# USDOT Awards Nearly $1 Billion for CA High-Speed Rail Constructio



## CHamilton (Nov 22, 2011)

U.S. Transportation Secretary LaHood Awards Nearly $1 Billion for California High-Speed Rail Construction


----------



## BigBlueBuddha (Nov 22, 2011)

CHamilton said:


> U.S. Transportation Secretary LaHood Awards Nearly $1 Billion for California High-Speed Rail Construction


Outstanding. Thanks.


----------



## afigg (Nov 22, 2011)

It should be pointed out that this is for funding that was already granted to the CA HSR project. This the formal award and obligation of the funds. By my count, around $3.5 billion has been officially obligated to the CA HSR project which will be very difficult for Congress to take back.

CA. Looking at the HSIPR master selection list, there may be another $300 million or so from the FL HSR reallocation to be obligated.

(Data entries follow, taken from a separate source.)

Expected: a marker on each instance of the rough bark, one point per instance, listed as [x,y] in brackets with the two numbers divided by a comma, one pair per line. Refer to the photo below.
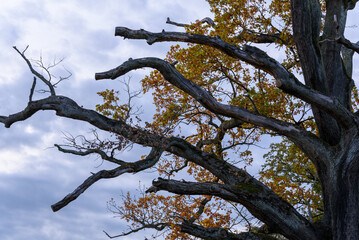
[328,85]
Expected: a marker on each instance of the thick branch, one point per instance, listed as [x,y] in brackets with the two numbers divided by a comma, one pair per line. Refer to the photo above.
[103,155]
[228,173]
[348,44]
[140,165]
[308,142]
[220,233]
[36,73]
[257,198]
[252,55]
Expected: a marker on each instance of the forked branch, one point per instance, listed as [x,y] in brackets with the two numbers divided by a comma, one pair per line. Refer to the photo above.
[140,165]
[249,54]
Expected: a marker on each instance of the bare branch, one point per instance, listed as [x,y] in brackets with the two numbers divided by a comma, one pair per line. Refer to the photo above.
[220,233]
[348,44]
[32,89]
[156,226]
[250,193]
[103,155]
[303,138]
[37,74]
[140,165]
[176,24]
[251,55]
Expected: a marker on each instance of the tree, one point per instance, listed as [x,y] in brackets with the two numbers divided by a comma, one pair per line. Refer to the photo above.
[232,92]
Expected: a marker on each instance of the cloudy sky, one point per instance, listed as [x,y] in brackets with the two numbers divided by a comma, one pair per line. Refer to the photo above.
[32,174]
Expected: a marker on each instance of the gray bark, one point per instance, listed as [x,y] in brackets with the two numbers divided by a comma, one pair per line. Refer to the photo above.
[328,86]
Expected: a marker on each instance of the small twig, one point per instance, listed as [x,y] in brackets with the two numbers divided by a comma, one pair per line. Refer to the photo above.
[176,24]
[32,89]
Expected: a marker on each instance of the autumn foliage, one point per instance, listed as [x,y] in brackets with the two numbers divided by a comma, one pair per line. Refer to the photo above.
[286,170]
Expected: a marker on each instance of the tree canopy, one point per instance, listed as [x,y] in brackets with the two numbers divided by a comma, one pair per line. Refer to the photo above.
[215,101]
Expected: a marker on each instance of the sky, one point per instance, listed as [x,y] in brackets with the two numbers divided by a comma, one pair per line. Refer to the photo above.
[33,174]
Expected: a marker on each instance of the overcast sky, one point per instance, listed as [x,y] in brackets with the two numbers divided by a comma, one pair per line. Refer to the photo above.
[32,174]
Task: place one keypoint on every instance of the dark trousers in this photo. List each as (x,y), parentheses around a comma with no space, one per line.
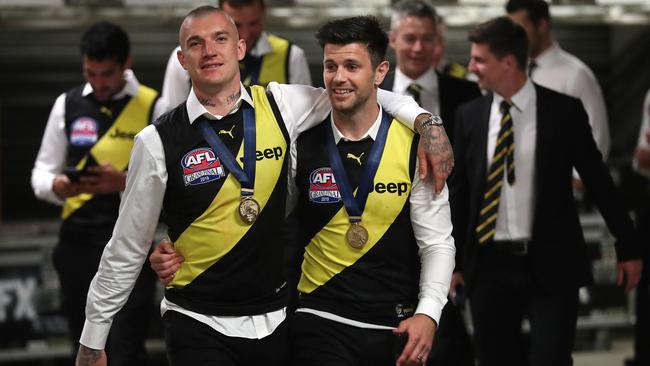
(642,326)
(315,341)
(452,345)
(503,293)
(192,343)
(76,266)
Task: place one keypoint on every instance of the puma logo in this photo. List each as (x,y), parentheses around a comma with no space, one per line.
(227,132)
(351,156)
(106,111)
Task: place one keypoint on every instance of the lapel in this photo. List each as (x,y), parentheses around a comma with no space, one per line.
(481,141)
(544,137)
(443,96)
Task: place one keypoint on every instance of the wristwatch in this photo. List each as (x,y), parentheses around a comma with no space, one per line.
(431,121)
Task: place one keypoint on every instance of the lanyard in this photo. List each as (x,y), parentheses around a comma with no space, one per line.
(246,176)
(355,205)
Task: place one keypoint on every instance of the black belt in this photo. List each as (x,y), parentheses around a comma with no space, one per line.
(518,247)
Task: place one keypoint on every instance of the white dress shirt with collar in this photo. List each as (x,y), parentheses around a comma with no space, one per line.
(301,107)
(430,96)
(516,206)
(561,71)
(176,83)
(51,157)
(431,221)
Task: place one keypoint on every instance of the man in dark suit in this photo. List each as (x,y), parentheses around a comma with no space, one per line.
(517,231)
(413,38)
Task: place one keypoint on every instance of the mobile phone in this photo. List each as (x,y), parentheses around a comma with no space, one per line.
(73,174)
(399,344)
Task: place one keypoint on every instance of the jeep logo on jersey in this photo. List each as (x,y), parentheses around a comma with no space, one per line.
(268,153)
(391,187)
(83,132)
(322,186)
(201,166)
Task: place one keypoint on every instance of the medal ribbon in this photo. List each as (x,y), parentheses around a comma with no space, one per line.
(246,176)
(355,205)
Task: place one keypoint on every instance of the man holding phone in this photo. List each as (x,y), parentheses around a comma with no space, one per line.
(82,165)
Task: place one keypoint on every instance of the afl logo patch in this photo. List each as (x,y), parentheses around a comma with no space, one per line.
(83,132)
(201,166)
(322,186)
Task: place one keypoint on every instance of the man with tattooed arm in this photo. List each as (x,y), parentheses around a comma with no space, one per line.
(218,166)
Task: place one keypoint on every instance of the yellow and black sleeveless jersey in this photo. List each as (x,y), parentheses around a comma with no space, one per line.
(230,268)
(274,65)
(97,133)
(379,283)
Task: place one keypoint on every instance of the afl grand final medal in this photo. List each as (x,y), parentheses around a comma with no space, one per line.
(249,209)
(357,235)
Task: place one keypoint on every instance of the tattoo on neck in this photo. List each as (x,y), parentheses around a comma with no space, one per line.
(233,97)
(207,102)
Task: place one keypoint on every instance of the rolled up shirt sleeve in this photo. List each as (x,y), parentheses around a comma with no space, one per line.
(134,230)
(431,220)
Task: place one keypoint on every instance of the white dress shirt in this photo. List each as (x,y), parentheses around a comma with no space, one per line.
(431,222)
(301,107)
(51,157)
(643,141)
(429,96)
(176,84)
(561,71)
(514,219)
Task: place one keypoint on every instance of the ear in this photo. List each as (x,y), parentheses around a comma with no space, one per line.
(241,49)
(128,63)
(381,71)
(392,38)
(181,58)
(544,26)
(511,62)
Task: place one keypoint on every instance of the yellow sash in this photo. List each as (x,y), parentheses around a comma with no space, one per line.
(116,151)
(213,234)
(328,252)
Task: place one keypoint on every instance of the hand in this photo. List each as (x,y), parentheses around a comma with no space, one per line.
(420,329)
(577,184)
(64,188)
(434,149)
(103,179)
(165,261)
(90,357)
(628,273)
(642,157)
(457,279)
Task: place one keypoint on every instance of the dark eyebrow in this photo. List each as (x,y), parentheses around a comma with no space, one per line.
(197,38)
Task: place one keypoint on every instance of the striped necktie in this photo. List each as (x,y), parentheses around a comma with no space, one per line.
(502,160)
(415,89)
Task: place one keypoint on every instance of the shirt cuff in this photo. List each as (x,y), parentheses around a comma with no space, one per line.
(431,308)
(95,335)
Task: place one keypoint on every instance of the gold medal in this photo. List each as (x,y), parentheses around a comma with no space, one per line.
(249,209)
(357,235)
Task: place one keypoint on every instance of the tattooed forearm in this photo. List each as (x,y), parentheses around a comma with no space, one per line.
(436,142)
(206,102)
(87,356)
(234,97)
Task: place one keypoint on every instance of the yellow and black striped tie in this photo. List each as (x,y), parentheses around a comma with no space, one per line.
(415,89)
(503,160)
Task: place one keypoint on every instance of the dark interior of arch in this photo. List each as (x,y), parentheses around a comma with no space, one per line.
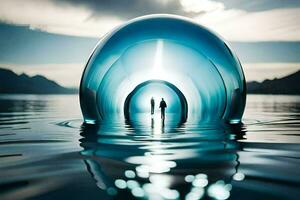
(180,95)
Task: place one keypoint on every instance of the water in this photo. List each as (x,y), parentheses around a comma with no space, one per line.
(46,153)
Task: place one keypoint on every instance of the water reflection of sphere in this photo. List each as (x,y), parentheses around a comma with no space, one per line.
(166,48)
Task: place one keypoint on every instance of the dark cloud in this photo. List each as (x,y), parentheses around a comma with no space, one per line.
(259,5)
(127,9)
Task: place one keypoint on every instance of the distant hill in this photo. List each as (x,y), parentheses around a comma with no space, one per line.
(287,85)
(11,83)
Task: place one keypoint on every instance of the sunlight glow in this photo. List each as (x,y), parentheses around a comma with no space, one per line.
(157,65)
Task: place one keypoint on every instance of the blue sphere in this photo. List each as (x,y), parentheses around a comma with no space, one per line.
(163,56)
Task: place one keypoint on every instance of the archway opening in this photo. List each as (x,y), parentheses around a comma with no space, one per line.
(137,104)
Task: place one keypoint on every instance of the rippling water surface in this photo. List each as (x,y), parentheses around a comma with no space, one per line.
(46,153)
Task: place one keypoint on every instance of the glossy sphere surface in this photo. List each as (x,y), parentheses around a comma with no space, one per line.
(163,50)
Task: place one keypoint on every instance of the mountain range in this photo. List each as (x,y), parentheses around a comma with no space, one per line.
(12,83)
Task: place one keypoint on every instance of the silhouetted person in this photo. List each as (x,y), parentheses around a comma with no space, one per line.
(163,106)
(152,105)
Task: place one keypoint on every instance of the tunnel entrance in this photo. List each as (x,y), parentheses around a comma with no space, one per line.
(138,101)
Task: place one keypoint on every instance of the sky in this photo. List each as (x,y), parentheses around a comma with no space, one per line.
(54,38)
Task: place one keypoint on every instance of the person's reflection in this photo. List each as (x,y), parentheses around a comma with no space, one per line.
(152,102)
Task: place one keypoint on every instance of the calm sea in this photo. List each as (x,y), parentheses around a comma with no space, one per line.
(47,153)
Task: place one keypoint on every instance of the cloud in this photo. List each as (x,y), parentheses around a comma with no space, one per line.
(48,16)
(239,25)
(94,18)
(262,71)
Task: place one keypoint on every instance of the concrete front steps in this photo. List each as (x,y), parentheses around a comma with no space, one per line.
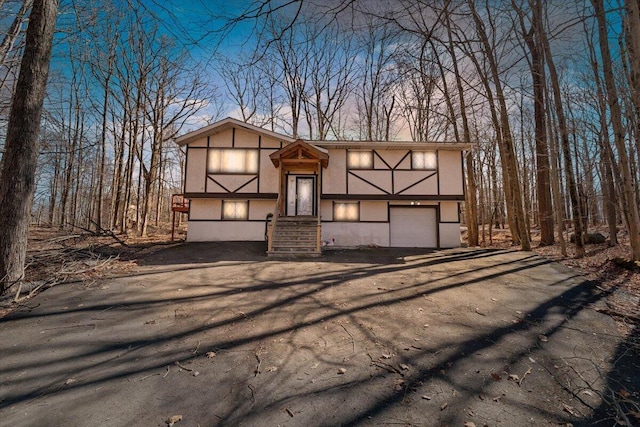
(295,237)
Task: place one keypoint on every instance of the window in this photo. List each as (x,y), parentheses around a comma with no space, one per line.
(232,161)
(346,211)
(360,159)
(425,160)
(235,210)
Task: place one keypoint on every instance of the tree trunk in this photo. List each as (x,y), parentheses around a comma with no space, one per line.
(564,145)
(17,177)
(514,199)
(543,188)
(629,200)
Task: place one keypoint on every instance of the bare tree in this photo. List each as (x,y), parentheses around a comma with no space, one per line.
(17,176)
(629,195)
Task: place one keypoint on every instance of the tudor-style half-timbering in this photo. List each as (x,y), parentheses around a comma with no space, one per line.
(352,193)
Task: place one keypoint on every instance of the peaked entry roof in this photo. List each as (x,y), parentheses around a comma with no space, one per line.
(300,152)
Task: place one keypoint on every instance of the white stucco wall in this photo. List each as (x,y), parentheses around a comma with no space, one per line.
(333,177)
(350,234)
(196,170)
(449,235)
(212,231)
(450,171)
(205,209)
(449,212)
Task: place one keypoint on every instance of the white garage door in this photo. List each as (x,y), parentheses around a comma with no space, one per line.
(413,228)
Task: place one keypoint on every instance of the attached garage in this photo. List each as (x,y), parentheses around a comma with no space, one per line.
(413,227)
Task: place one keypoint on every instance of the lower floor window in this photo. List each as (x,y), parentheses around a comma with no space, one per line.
(346,211)
(235,210)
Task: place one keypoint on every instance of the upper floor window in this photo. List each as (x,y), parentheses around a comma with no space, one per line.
(346,211)
(424,160)
(235,209)
(232,160)
(360,160)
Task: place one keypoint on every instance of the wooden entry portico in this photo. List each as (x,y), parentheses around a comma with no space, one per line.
(297,207)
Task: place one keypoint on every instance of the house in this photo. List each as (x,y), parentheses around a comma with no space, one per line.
(248,183)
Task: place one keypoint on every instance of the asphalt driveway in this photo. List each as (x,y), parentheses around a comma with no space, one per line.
(219,334)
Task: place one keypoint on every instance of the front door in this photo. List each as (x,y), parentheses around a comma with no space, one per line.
(304,190)
(300,195)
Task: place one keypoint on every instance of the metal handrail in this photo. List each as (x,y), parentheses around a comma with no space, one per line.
(274,221)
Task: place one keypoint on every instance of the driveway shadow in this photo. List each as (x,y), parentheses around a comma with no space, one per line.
(376,337)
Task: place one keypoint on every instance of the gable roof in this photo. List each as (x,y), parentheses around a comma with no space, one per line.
(229,123)
(225,124)
(300,151)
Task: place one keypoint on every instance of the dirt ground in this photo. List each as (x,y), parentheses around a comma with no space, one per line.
(219,334)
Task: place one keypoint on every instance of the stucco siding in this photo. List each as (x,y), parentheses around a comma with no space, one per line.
(267,142)
(268,173)
(449,235)
(326,210)
(232,183)
(450,166)
(202,142)
(196,170)
(202,209)
(208,231)
(393,158)
(223,139)
(374,211)
(350,234)
(258,209)
(413,183)
(449,212)
(246,139)
(333,178)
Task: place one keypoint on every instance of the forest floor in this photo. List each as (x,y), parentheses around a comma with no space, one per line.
(473,337)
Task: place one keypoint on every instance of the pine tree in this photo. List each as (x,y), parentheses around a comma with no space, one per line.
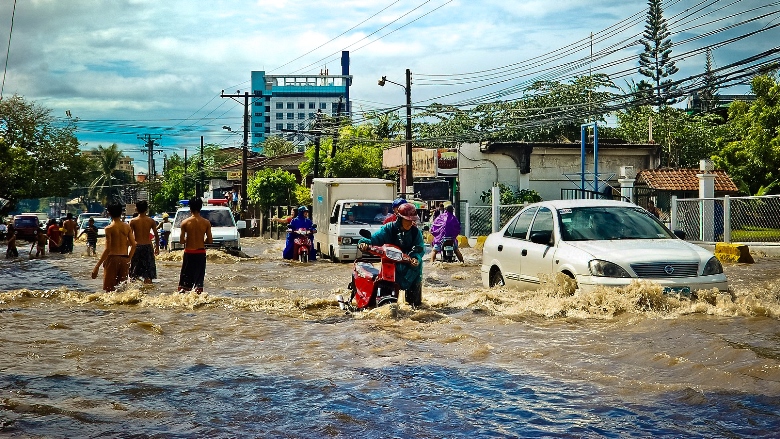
(709,94)
(655,62)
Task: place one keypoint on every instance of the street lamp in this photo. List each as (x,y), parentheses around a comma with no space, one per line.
(407,178)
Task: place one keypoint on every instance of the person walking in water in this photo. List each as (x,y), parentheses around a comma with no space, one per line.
(70,232)
(195,234)
(91,231)
(115,259)
(142,264)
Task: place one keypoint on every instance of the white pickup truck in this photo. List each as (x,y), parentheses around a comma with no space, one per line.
(224,229)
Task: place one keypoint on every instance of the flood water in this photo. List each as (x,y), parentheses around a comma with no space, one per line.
(266,352)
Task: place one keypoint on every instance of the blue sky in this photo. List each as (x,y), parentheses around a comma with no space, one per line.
(127,68)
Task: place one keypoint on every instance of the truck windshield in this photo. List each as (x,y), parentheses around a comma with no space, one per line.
(365,212)
(217,218)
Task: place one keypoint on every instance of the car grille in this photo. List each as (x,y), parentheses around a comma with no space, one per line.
(660,270)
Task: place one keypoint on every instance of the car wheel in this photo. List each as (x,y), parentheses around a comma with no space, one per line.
(496,278)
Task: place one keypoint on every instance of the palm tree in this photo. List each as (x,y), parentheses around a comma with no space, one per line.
(107,160)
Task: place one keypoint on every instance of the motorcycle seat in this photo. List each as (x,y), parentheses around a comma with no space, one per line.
(366,270)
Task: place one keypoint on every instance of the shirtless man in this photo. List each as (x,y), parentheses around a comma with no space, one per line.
(116,257)
(195,234)
(142,264)
(70,227)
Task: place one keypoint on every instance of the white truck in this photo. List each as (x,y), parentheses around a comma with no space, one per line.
(343,206)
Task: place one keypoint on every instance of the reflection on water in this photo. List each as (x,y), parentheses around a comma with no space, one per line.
(266,352)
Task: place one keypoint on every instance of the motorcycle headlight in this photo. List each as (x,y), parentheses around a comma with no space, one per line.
(713,267)
(606,269)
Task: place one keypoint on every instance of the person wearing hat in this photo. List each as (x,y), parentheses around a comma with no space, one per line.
(396,204)
(404,233)
(301,221)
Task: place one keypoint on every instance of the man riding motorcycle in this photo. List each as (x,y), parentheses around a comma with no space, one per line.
(301,221)
(404,233)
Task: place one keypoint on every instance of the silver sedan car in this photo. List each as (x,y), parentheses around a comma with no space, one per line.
(595,242)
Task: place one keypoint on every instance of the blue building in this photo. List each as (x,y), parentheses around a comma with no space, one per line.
(291,102)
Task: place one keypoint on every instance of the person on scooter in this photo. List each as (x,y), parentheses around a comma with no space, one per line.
(446,225)
(405,234)
(301,221)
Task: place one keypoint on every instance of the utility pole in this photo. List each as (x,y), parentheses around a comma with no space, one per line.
(244,148)
(150,142)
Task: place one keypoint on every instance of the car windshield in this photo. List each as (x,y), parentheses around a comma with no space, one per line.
(606,223)
(365,213)
(217,218)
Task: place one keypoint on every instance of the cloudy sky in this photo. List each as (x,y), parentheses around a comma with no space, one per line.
(127,68)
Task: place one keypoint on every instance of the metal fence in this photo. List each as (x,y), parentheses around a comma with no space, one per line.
(728,219)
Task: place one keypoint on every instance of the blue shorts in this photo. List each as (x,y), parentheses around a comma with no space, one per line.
(437,247)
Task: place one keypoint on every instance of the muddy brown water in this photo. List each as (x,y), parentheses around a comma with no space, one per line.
(266,352)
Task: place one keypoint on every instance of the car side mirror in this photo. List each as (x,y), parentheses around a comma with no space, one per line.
(541,237)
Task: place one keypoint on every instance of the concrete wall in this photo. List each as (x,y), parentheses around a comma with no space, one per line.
(479,171)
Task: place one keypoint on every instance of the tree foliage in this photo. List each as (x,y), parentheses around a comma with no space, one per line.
(272,187)
(39,155)
(750,148)
(655,61)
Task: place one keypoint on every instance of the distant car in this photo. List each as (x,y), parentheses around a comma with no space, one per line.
(25,225)
(100,223)
(224,229)
(595,242)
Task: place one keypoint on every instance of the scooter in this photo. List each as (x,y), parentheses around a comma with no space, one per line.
(448,249)
(372,285)
(301,244)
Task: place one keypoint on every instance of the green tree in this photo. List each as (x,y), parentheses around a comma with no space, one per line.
(750,148)
(655,61)
(272,187)
(104,185)
(276,145)
(39,155)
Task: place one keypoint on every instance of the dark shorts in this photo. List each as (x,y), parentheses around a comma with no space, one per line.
(142,266)
(115,269)
(193,270)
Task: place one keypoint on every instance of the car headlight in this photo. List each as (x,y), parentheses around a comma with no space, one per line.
(713,267)
(606,269)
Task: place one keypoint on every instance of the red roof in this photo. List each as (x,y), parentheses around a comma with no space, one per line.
(668,179)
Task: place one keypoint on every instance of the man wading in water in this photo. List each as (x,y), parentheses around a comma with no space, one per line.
(142,265)
(193,231)
(119,236)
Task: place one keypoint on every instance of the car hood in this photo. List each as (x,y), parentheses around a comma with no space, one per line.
(642,250)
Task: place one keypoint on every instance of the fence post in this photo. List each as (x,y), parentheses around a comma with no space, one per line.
(467,222)
(495,200)
(727,219)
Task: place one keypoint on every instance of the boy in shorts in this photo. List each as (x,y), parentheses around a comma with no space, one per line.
(115,259)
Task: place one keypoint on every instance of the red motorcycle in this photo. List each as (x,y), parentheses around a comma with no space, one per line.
(301,244)
(374,285)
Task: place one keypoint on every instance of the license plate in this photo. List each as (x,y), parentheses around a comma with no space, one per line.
(685,291)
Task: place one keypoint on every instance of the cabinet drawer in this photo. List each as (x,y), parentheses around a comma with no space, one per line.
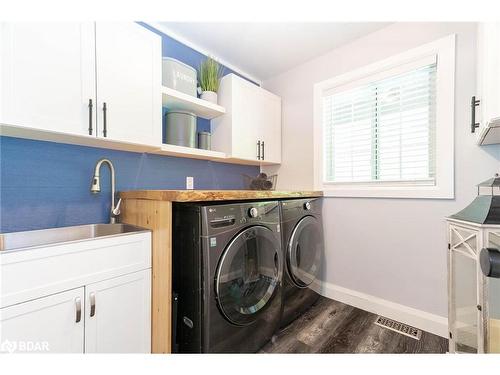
(33,273)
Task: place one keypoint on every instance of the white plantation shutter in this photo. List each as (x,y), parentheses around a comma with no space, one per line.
(382,128)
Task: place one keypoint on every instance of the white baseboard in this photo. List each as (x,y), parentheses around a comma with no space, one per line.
(432,323)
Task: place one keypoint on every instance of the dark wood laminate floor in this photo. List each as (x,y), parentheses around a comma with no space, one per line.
(333,327)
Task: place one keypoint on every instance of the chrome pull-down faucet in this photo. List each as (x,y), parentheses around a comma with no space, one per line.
(96,188)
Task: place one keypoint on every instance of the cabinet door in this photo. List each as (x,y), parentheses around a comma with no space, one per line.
(49,324)
(118,314)
(489,72)
(47,75)
(245,115)
(270,126)
(128,82)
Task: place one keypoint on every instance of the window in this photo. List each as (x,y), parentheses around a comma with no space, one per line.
(387,130)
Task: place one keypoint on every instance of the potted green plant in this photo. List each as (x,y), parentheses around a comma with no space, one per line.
(210,75)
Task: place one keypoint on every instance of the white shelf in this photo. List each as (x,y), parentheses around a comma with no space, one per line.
(106,143)
(189,152)
(490,134)
(196,153)
(73,139)
(175,100)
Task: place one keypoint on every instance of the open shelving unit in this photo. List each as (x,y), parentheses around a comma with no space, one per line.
(175,100)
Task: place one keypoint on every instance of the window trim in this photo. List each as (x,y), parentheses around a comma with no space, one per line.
(443,188)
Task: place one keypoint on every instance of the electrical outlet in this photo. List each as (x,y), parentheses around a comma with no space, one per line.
(189,183)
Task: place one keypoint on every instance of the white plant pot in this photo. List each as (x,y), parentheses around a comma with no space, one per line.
(209,96)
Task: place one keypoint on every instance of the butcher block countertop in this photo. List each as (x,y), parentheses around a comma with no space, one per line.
(214,195)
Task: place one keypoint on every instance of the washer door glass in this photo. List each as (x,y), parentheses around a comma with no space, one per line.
(248,274)
(305,251)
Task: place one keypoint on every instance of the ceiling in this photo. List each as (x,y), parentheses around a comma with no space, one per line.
(264,50)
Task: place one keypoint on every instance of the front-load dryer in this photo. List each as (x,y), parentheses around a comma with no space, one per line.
(303,247)
(227,275)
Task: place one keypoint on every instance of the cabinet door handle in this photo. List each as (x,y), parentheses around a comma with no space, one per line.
(78,305)
(105,127)
(92,304)
(90,116)
(473,104)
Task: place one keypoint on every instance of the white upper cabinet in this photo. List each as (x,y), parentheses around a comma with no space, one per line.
(251,127)
(128,83)
(488,67)
(61,76)
(47,75)
(53,324)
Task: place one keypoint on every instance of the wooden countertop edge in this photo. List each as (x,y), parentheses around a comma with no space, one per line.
(214,195)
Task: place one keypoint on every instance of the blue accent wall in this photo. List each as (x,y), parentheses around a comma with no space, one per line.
(45,184)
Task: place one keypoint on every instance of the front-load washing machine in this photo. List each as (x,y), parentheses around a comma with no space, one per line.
(303,247)
(227,276)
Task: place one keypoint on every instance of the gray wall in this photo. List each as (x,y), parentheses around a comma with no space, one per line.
(394,249)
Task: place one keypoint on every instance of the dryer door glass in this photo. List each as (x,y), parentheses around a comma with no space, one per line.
(305,251)
(248,274)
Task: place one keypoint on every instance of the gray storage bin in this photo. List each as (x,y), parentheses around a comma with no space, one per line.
(179,76)
(181,128)
(204,140)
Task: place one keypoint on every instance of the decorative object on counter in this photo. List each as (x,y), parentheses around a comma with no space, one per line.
(180,128)
(204,140)
(210,75)
(179,76)
(261,182)
(474,271)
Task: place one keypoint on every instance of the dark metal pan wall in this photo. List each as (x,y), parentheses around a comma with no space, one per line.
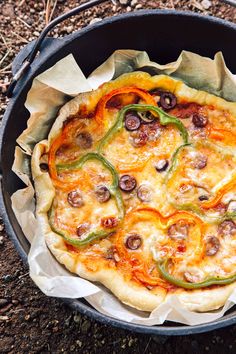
(163,34)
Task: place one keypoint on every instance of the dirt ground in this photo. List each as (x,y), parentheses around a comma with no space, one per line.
(30,322)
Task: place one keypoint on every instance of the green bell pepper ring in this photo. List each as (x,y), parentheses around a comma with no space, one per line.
(162,268)
(114,188)
(115,193)
(164,118)
(92,236)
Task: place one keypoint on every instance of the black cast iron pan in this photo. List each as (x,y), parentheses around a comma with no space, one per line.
(163,34)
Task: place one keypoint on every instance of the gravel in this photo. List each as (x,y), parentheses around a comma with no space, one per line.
(30,322)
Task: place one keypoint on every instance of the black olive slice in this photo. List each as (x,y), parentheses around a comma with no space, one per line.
(146,117)
(133,242)
(44,167)
(212,245)
(161,165)
(144,193)
(203,197)
(199,120)
(102,194)
(82,229)
(168,100)
(109,222)
(84,140)
(132,121)
(75,199)
(127,183)
(227,228)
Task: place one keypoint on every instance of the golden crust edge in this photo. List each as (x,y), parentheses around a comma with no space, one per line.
(197,300)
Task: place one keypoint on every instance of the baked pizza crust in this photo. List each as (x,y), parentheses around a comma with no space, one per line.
(128,292)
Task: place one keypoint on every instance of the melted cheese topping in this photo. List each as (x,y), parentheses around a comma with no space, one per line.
(169,191)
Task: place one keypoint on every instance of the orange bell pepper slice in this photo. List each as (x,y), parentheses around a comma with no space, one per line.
(101,106)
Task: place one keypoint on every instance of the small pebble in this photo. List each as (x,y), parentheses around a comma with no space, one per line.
(7,278)
(95,20)
(3,302)
(4,318)
(77,318)
(206,4)
(85,327)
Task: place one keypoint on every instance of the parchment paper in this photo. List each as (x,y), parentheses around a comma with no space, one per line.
(49,92)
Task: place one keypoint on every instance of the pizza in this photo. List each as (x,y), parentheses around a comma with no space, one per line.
(136,190)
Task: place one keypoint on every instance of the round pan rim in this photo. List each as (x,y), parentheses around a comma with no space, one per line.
(20,88)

CA also has three hundred plus million obligated in a bunch of smaller project for rolling stock, track work, and engineering for the existing Amtrak corridors which will improve those corridor services.

BTW, the FRA and US DOT were busy today as they also obligated $150 million to Michigan to buy the 135 miles of NS tracks for the Chicago-Detroit/Pontiac corridor.


----------